Unicode Summary Information

I hit upon Simon Schoenenberger’s Unicode character lookup table work whilst chasing around a JSON5 library and have re-imagined it.

The basic premise is that you can walk through utils/Unicode/UnicodeData.txt and extract:

  • the General Category

  • the relative Uppercase, Lowercase and Titlecase mappings

  • and Numeric Value

and discover that, instead of ~34k entries in utils/Unicode/UnicodeData.txt (representing 150k valid code points), there are just 430 variations.

For example, the usual ASCII uppercase code points all become: Lu 0 32 0 0 where the 32 means the corresponding lowercase code point can be derived from this by adding 32. Similarly, the ASCII lowercase code points all become Ll -32 0 -32 0.

The trailing zero is the numeric value which, as the ASCII uppercase and lowercase letters are not classed as numeric, will not be used.
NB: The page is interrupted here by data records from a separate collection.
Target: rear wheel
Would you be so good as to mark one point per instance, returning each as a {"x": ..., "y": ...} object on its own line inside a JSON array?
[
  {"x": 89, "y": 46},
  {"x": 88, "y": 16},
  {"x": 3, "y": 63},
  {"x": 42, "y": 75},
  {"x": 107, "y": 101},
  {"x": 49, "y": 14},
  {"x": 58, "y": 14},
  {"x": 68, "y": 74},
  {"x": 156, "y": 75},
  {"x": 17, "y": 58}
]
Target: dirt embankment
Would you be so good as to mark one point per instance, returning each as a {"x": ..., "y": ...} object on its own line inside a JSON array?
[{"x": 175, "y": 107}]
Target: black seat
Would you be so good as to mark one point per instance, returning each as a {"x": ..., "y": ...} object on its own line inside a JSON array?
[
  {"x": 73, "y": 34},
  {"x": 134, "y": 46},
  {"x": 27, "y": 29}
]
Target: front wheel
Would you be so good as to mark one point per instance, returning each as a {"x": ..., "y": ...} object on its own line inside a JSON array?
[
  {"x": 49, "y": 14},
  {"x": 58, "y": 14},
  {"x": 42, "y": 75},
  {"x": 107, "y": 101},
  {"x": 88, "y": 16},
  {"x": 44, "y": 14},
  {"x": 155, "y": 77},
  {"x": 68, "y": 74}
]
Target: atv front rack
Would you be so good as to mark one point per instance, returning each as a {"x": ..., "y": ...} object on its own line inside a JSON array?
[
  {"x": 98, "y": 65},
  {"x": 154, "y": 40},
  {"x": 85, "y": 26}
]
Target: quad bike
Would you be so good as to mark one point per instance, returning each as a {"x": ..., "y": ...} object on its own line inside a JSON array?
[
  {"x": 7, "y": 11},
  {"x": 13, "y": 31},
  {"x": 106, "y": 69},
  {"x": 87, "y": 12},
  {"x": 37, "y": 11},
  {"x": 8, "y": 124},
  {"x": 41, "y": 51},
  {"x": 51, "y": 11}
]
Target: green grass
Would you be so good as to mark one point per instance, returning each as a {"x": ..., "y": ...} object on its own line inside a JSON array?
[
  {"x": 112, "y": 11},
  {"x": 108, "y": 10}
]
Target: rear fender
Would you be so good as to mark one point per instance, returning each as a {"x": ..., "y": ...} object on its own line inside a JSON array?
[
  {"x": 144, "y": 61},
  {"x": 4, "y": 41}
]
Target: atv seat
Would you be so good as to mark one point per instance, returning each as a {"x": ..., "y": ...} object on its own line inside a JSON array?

The C static structure initialisation needs something, though!

In fact, there are 194 such Lu Unicode code points and 204 such Ll Unicode code points if we’re just using utils/Unicode/UnicodeData.txt. Similarly, there are 76 Lu and Ll code points where the uppercase and lowercase character differ by 40 rather than 32.

Whilst 430 variations sounds good, we still have to get from a code point to there – and we don’t want a 1114112 (#x110000) entry lookup table.

At this point Schoenenberger splits the code points into pages of 256 code points and does a double indirection from a PageIndex[cp >> 8] into an InfoIndex[page][cp & 0xff] to reference one of the 430 (529 in his case) variations. Those two tables come to some 43k words, which is a fraction of the nominal size.

The trick he’s pulling here is that when you divide the entire code point table up into groups of 256 code points then even those groups of 256, of what you might think were fairly random collection of references to the 430 unique variations, end up with duplicates. And this isn’t talking about Planes 4 through 13 which will all map to an Unassigned variation.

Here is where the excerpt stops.